Judgment No. 01-1/6-03 dated March 11, 2004 on construing the Agreement between the Republic of Kazakhstan and the Russian Federation on the status of the city of Baikonur, procedure of formation and status of its executive power bodies, dated December 23, 1995 clarifies the following:

§         Whether paragraph seven in Item 1 Article 7 of the Agreement (which specifies powers of the Baikonur Head of Administration to grant tax concessions) provides for the power of the Baikonur Head of Administration to grant any preferential rates of federal taxes and duties charged to the budget of Baikonur to the enterprises, registered in the territory of the city, taking account of the fact that by virtue of paragraph six in Item 2 Article 12 of the Agreement the budget of Baikonur is formed at the expense of taxes, including value added tax, tax on profits, excises, stare fee, and other earnings in the territory of the city;

§         Whether it is lawful to restrict powers of the Head of Administration to grant tax concessions specified by the international legal treaty, namely by the Rules of granting tax concessions to the organizations and individual entrepreneurs registered in the territory of the city of Baikonur, as approved by Ordinance of the Government of the Russian Federation No. 747 dated January 25, 2001.

 

The CIS Economic Court has ascertained that according to the Agreement dated December 23, 1995 the city of Baikonur is an administrative unit of the Republic of Kazakhstan which is functioning on lease terms.
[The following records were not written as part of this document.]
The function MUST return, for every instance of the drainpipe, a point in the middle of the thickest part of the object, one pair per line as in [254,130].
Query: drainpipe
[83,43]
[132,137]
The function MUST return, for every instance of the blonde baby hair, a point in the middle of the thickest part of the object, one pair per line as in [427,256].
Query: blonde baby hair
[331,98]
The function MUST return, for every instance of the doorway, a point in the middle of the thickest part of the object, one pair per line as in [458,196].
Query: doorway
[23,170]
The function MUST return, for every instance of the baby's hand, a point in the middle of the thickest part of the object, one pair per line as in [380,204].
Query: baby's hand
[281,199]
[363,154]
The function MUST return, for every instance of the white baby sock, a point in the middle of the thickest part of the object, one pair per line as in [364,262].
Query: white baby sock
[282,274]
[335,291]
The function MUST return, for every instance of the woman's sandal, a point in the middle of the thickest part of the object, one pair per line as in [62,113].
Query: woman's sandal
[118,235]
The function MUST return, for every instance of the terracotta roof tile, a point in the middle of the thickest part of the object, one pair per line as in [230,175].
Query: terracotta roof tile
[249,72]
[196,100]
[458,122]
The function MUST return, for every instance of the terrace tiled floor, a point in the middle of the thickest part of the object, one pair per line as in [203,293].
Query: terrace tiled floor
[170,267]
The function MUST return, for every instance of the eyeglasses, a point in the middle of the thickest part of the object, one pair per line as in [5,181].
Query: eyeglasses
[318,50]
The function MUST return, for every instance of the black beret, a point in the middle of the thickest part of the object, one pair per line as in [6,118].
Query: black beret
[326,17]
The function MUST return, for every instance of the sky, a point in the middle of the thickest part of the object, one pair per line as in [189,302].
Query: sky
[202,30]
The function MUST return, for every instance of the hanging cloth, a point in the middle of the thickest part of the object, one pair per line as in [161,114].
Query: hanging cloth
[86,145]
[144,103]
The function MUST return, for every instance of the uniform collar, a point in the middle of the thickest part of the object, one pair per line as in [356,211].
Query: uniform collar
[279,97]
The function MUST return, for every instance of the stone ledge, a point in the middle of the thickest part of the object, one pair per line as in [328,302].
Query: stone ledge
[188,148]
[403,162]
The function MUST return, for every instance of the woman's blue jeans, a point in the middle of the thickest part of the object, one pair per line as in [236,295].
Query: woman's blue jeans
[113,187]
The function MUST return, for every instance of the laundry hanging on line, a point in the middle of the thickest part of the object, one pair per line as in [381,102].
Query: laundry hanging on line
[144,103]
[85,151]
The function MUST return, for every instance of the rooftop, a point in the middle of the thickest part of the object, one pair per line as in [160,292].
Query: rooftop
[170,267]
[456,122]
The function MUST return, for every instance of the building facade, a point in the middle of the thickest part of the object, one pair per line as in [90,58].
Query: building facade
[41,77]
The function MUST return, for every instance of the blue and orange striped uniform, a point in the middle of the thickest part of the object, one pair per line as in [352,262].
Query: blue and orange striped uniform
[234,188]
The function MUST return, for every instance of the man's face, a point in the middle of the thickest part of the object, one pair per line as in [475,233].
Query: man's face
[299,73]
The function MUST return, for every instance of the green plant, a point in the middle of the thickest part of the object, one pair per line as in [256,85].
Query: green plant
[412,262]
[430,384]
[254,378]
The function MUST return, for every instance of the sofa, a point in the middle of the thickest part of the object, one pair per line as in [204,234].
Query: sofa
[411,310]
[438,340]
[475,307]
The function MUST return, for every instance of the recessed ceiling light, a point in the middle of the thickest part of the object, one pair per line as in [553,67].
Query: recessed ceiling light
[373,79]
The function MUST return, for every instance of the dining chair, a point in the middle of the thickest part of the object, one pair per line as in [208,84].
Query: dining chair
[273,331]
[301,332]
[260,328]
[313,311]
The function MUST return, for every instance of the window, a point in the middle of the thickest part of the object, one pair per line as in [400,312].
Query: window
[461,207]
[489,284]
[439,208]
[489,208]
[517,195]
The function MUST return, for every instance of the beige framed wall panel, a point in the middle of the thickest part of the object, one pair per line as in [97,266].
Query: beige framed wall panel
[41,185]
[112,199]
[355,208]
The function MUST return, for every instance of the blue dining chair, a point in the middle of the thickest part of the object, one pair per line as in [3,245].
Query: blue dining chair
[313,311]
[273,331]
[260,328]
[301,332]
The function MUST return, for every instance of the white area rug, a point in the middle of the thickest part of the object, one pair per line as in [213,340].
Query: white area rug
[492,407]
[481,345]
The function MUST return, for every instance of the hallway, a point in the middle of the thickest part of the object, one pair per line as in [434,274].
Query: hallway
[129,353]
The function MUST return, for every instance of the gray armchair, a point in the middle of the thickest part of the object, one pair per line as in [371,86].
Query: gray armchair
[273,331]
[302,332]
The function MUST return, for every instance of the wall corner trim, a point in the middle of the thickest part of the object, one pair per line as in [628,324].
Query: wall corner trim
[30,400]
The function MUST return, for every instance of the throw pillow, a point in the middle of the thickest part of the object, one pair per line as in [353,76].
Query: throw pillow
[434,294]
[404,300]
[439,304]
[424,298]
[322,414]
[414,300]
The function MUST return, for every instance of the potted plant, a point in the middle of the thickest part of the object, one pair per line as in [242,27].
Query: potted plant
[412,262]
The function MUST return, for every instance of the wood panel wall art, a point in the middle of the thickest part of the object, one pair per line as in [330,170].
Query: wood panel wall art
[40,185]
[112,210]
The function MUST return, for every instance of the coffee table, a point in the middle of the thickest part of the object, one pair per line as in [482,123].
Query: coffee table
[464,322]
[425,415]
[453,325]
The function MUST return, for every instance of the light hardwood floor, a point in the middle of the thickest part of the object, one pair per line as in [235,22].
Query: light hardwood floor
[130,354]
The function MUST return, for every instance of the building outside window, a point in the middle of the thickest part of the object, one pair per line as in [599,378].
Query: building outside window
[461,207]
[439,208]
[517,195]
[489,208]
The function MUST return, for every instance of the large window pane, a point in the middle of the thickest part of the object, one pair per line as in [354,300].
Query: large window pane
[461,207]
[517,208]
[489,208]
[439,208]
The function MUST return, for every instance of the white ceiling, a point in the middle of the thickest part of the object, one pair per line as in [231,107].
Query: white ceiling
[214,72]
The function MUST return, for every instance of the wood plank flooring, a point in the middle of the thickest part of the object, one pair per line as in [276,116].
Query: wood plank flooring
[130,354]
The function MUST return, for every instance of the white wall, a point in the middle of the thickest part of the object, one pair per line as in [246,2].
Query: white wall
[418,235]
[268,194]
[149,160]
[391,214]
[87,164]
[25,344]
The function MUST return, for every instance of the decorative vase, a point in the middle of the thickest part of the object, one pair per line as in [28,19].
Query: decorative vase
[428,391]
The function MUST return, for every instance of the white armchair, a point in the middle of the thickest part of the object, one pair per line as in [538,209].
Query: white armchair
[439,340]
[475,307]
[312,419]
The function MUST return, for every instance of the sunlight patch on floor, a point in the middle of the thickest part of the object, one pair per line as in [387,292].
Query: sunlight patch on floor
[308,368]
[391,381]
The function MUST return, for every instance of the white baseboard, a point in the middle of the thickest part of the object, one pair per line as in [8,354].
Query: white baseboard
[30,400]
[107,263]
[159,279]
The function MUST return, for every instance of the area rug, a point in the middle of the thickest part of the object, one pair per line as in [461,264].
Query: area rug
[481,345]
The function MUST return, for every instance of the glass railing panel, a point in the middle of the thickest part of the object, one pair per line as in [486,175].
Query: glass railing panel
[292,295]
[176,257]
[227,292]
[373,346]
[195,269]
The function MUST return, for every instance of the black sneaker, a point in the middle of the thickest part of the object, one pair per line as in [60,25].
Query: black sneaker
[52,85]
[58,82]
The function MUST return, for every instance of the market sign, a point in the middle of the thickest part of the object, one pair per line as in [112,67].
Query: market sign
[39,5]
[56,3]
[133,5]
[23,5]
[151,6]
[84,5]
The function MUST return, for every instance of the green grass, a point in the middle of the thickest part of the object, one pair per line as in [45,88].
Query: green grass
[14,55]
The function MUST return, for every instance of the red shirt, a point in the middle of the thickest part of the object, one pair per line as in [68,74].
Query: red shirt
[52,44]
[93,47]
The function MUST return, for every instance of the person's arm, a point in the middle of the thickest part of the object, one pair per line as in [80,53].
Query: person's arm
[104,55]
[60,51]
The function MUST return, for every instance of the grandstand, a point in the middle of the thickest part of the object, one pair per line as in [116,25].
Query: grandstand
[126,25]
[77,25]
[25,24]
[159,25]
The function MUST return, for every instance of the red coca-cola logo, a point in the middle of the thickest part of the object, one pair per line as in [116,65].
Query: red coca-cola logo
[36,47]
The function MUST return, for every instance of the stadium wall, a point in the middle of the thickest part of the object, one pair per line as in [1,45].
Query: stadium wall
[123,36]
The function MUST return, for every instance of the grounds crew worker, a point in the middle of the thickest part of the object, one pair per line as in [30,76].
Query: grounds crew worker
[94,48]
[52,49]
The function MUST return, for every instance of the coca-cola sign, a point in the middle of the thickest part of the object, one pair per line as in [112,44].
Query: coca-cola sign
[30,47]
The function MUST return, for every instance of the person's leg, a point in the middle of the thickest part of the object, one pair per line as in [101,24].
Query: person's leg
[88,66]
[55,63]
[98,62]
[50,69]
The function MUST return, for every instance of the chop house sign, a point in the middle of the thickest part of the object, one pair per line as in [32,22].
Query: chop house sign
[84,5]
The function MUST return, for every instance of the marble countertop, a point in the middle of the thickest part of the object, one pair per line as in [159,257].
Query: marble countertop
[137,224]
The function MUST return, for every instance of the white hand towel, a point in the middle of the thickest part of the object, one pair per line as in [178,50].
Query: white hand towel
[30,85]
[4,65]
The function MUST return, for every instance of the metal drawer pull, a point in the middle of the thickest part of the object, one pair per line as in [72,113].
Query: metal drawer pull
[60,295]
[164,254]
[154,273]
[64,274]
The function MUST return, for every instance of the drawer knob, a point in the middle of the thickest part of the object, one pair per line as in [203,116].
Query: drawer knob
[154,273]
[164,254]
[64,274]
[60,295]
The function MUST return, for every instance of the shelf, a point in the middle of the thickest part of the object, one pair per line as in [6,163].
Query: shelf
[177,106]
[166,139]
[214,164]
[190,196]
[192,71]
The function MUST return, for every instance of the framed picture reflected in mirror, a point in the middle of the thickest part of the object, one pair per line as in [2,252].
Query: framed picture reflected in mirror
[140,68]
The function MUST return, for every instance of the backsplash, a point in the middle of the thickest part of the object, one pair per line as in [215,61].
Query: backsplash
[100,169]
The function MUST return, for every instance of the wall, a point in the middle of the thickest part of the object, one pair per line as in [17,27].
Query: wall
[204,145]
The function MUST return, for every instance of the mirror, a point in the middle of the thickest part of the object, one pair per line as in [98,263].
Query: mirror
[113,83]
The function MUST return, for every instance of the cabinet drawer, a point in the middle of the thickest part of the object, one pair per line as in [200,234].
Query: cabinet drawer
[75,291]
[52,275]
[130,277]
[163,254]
For the period of lease the Baikonur Complex of the city of Baikonur has, in its relations with the Russian Federation, a status corresponding to that of the federal-standing city of the Russian Federation for which special regulations for safe functioning of any objects, enterprises, and organizations, as well as for residence of the citizens have been established (paragraph three in Item 1 Article 1).

 

Article 7 of the Agreement has established powers of the Head of City Administration related to management of the city of Baikonur, including powers to grant tax concessions.

 

Article 12 of the Agreement dated December 23, 1995 specifies the sources of the Baikonur budget formation, and in addition to local taxes includes also federal taxes and other earnings in the territories of Baikonur into the sources of budget receipts. Nevertheless, this Article has its own subject-matter to govern, and does not cover powers of the Baikonur Head of Administration to grant tax concessions.

 

The terms of reference of the Baikonur Head of Administration in his/her capacity of an official of the Russian Federation shall be specified in compliance with the legislation of the Russian Federation (paragraph seven in Item 1 Article 7 of the Agreement dated December 23, 1995), according to which he/she shall be entitled to grant tax concessions only with respect to local (not federal) taxes. The CIS Economic court also believes that since Item 4 in the Rules of granting tax concessions No. 747 dated January 25, 2001 pertains to federal tax concessions, it does not conflict with the provisions contained in paragraph seven Item 1 Article 1 of the Agreement dated December 23, 1995.